A Test Suite for Concepts
Lately I’ve been spinning up on natural abstractions, and in particular on John Wentworth’s work on natural latents. As I’ve been studying, I’ve noticed some big gaps in the existing literature. Some of my biggest questions have not been answered by existing blog posts and writeups.
One of my grumps about the existing body of work has to do with the typology of concepts, and the representative examples we’re using for that typology.
If we’re going to do a lot of work to talk about concepts using math, I’m going to want to work a bunch of concrete examples to some level of precision. So far I’m not happy with the list of examples, and I’m not happy with the level of hand-waving in tying the math back to the various kinds of examples.
It seems to me that there are a lot of different kinds of concepts. Some concepts are “more abstract” than others – or to put it another way, some concepts map back very clearly to the physics of our universe, while others seem more fuzzy, hard to pin down, and maybe not “natural” at all. Some concepts are big clusters containing lots of varying examples; some attempt to capture one instance of a thing. Some concepts have to do with relationships between other concepts. Some concepts are reflective. And so on.
I think it would be a mistake to try to build a full concept typology at this point. Ideally you want the structure of the environment you’re modeling to dictate the concept typology, not the other way around. That said, I do long to have set of example concepts to draw from as I work through some of my questions about the natural latents math – and for that set to span a bunch of different types of concepts. So I’ve cheated and used my own experience as an agent thinking about concepts to guess at some important and interesting concept types.
In this post I’ll give some probably-familiar background about what we mean by concepts, and then I’ll gesture vaguely in the direction of what we need in our concept typology.
Concepts that Bind to Reality
This section is a brief foundational primer; there’s nothing new here. Readers already familiar with the existing literature on natural abstractions can skip to the next section.
Here we have two dudes looking at, and thinking about, a tree. (One of the dudes happens to be a human and one happens to be a robot.)

We want to know:
Do they each think about “the tree” as, like, a thing?
If they try to talk to each other about the tree, will that work? Will they be talking about the same thing?

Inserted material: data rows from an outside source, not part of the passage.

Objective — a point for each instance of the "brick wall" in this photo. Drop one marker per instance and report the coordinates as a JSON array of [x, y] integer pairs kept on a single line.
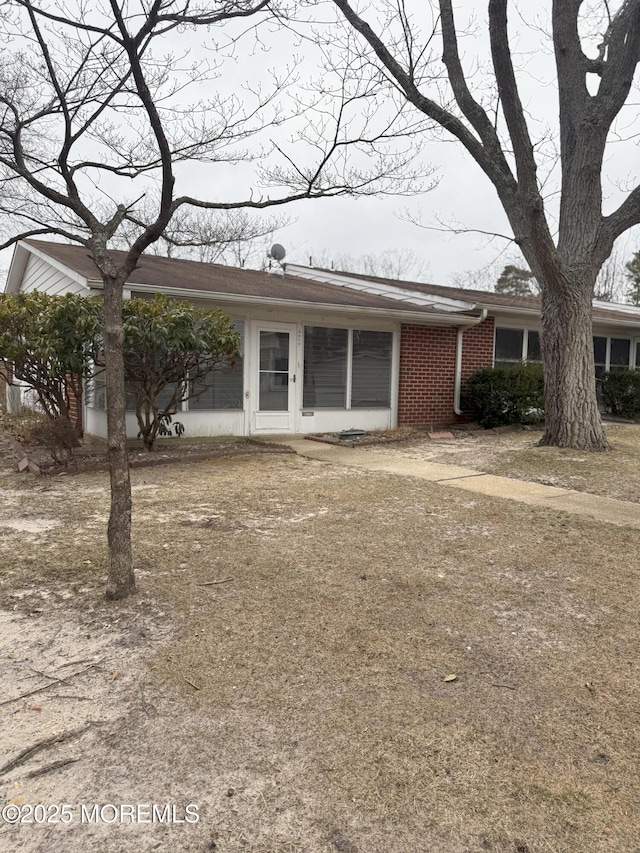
[[427, 370]]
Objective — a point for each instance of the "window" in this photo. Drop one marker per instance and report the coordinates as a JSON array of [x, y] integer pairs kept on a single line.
[[325, 367], [609, 353], [533, 346], [509, 345], [513, 345], [600, 356], [371, 370], [223, 388], [339, 360]]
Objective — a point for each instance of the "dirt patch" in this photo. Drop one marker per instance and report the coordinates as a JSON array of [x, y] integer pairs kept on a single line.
[[515, 453], [283, 665]]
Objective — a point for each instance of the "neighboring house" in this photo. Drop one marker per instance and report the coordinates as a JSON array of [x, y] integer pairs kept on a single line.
[[326, 351]]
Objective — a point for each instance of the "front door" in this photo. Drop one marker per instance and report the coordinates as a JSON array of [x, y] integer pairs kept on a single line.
[[275, 386]]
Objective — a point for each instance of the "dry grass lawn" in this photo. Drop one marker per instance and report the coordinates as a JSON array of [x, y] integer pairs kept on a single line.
[[284, 661]]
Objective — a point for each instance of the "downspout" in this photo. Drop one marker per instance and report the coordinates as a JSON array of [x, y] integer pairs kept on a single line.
[[457, 382]]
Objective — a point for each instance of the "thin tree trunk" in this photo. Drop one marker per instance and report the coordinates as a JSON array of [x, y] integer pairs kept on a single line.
[[120, 580], [572, 417]]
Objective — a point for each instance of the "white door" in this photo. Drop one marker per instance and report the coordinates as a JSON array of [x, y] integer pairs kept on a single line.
[[274, 390]]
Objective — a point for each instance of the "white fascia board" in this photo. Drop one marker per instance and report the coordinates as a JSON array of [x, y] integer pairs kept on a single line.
[[632, 325], [400, 294], [415, 318]]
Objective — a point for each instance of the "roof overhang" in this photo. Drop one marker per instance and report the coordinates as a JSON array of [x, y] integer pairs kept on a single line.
[[234, 299]]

Basically – do they pluck out the same concepts from their environment? How? Why? How reliable is that? What are the preconditions? etc.
Why do we care?
We care because:
We hope to understand how AIs work.
How do they represent and manipulate concepts, including fairly sophisticated concepts?
What are they thinking about at any given time?
This is a fairly deep version of mechanistic interpretability. Done well, it would go way beyond locating the Eiffel Tower neuron in a neural net and let us capture much more complicated thought patterns.
We hope to communicate effectively with AIs.
Now let’s define the terms in the section title.
“Reality”
By “reality” we mostly mean physics things. States of matter in the universe. Or at least, that’s where we start.
“Concepts”
By “concepts” we mean ideas that live in the mind of an agent (human, alien, AI).[3]
We are (almost never) specifying a state of matter very precisely, so concepts are (almost always) higher level, more abstract or categorical than that. Do you (think you) know approximately what a “dog” is, or could you at least pick one out of a lineup of various mammals? Then you have a “dog” concept.
There are some kinds of concepts we’re not talking about, at least not yet. We’re punting on parts of speech other than nouns and noun phrases, because nouns alone are going to be plenty of work. We’re also not going to get into concepts that don’t bind to physics-reality at all but are still interesting – for example, we won’t talk about mathematical concepts from group theory.
“Bind to”
By “bind to,” we mean creating reliable and consistent mappings between concepts and reality.
We don’t need to bind incredibly precisely – having some sloppiness here is, in one sense, the point; abstraction necessarily involves loss of precision.
And we expect different minds to have different concepts for lots of reasons. The most obvious is that they may have been exposed to different environments. But holding the environment constant, they may have had different experiences of that environment, different sensory apparatus, or they may just be bad at reasoning, inference, or generalization. Most agents are not ideal!
When we say that a concept binds to reality, we’re claiming that the agent can derive solid predictive power from that concept. Their idea of a “tree” captures some fundamental tree-ness that allows them to recognize other examples of trees and make correct predictions about the properties of those new trees.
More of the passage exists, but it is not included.